The 160th SOAR is working to operationalize this EHM to make informed, operational and maintenance decisions on scheduling maintenance that would have been unscheduled. Having the ability to decide when to perform maintenance based on pending failures will reduce mission aborts, aircraft downtime and costs while giving commanders greater operational flexibility.

As part of operationalizing the EHM, and to provide timely information in an edge environment with limited transport for data backhaul, DIME developers built the Model at the Edge (MaTE) Kit. The MaTE Kit consists of a laptop computer loaded with the VADR download tool, containerized EHM, and a web-based visualization of AI predictions for operational users. The intent of the MaTE Kit is to provide the user on the ground with an “all in one” tool to interface the aircraft, download data, process and store data, and visualize the output of the EHM.

Dirty Data
The most significant lesson learned from analyzing maintenance data was the existence of “dirty data” which are inaccuracies within the data whether caused by human or hardware error. An example of human injected “dirty data” that negatively effects AI capabilities is that many of the WUC’s in Aircraft Notebook are either generic or fell into the wrong functional group all together. To maximize data accuracy, the 160th SOAR DIME developed a Natural Language Processing (NLP) tool to analyze free text entries of fault narratives to correct the WUC in a two-step process. The first step is to determine the correct functional group WUC (2 digits), followed by the second step predicting the specific WUC (up to 8 digits). This corrected data is then fed back into the Composite Threat List live view, creating a more accurate snapshot of top money, mission and maintenance drivers.

Although this article references the PMx SOCOM Incubator effort, most of the data sources and tools used by the 160th SOAR are Army common. All data flows through an Army common Aircraft Notebook software and aircraft logbook. These efforts are completely scalable and the intent is to make these solutions and lessons learned available DOD-wide through the JAIC partnership.

Through the power of data analytics, commanders have an additional tool to increase availability, efficiency and decrease costs and maintenance burden. However, adopting these technologies may take some change in the current culture. Organizations should embrace the “red” areas of what their data is telling them and not try to avoid it. Data-focused organizations should continuously ask, “What data do I have?
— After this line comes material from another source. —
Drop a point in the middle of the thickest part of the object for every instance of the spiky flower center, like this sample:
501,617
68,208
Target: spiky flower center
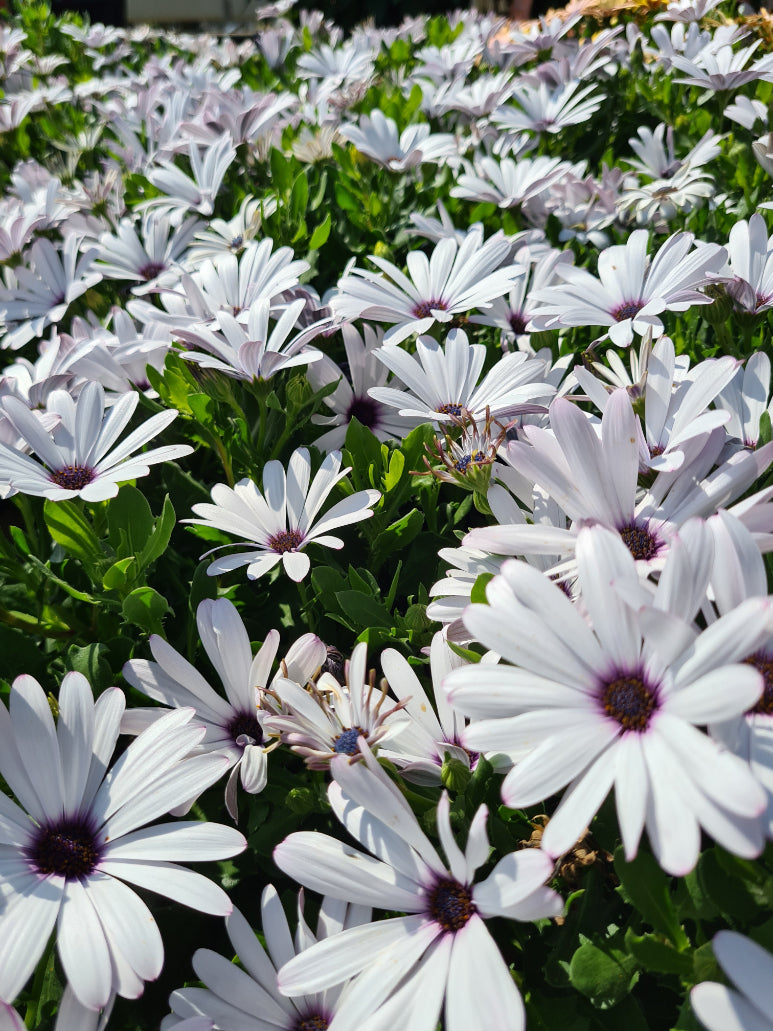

What data do I need? What data do I want? And why don’t I have the data that I need and want?”

Forward thinking will help get this culture into a preemptive mode, identifying and tackling problems that haven’t even occurred yet. With the upcoming influx of predictive models, there will also be tools to assist commanders in decision making based off the output of those models. This type of prescriptive analysis will help commanders choose the best course of action based on risk, but as with any of these tools, humans provide judgement.

CW4 Jason Slusser is the maintenance technology officer with the U.S. Army Special Operations Aviation Command (Airborne) Aviation Maintenance Support Office located at Fort Campbell, KY.